Another project I've seen inspired by DropWizard but leveraging Spring is HalfPipe (https://github.com/32degrees/halfpipe). Though I don't think HalfPipe goes far enough. I think to truly provide simplification the entire architecture, wherever reasonable, must be embedded within the Spring container rather than without. Though it does have several other interesting ideas."

[1] https://spring.io/blog/2014/04/01/spring-boot-1-0-ga-release...

[2] https://jira.spring.io/browse/SPR-9888


It could absolutely be both. Dave Syer is not the only person who drove Spring Boot. Phil Webb is the main day-to-day driver, from what I can tell. He's definitely been active in soliciting feedback from Labs Pivots.


> The 'new Spring' is Spring Boot, which was a response to this then-obscure framework called Dropwizard

This is correct, but what pisses me off is that the Spring folks clearly copied Dropwizard, then failed to even mention Dropwizard in their various docs, blogs, talks, etc, which you're thinking is fine. But they DO mention other (less useful) projects as supposed alternatives for Spring Boot, essentially, pretending as if Dropwizard doens't even exist when clearly it's the reason that Spring Boot exists! Shameful.

Spring hails Boot as the new way of doing things, but it's still by no means a clean break for the rest of the Spring ecosystem where programming by XML (or annotations) is still king and the APIs are still a horrible, overcomplicated mess. There's no undoing that.


Each tech it's use.

Annotations are great for class metadata - JPA or beans binding or servlets and filter paths.

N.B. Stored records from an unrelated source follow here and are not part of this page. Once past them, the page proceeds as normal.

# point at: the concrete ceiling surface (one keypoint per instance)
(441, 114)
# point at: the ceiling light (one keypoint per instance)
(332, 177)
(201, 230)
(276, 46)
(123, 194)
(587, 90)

Externalizing binding was the kind of nice thing that almost never quite worked right. XML (or YAML because sysads are people too) for configurable parts is ok, but if you need to mix and match services it was never ever needed. The binding API allowed that years before spring style of depencency injection brought madness into the enterprise world and in a extremely better and clean way, using the facilities of the language instead of creating ugly reflective glue that kind of worked


Agreed, I think you and I have very similar views on the JVM/JaveEE/Spring situation.


Spring Boot is very good. I can't imagine writing enterprise Java code without it anymore.


You might want to try out http://bootique.io, it's even better in many aspects


> I feel you haven't taken a look at Java in the enterprise in a long time. > > Spring is considered to be an overloaded bloated mess and Java EE has become lean and mean

I agree with those descriptions, but we have very different experiences of Java in the enterpris. In the companies i work with, EE still means older specifications, and Spring, for all its flaws, comes in as a breath of fresh air.


I'd argue much of that time has passed now. I used to write J2EE code. Now we have frameworks like lagom and dropwizard which make life exponentially better. I'd suggest taking another look.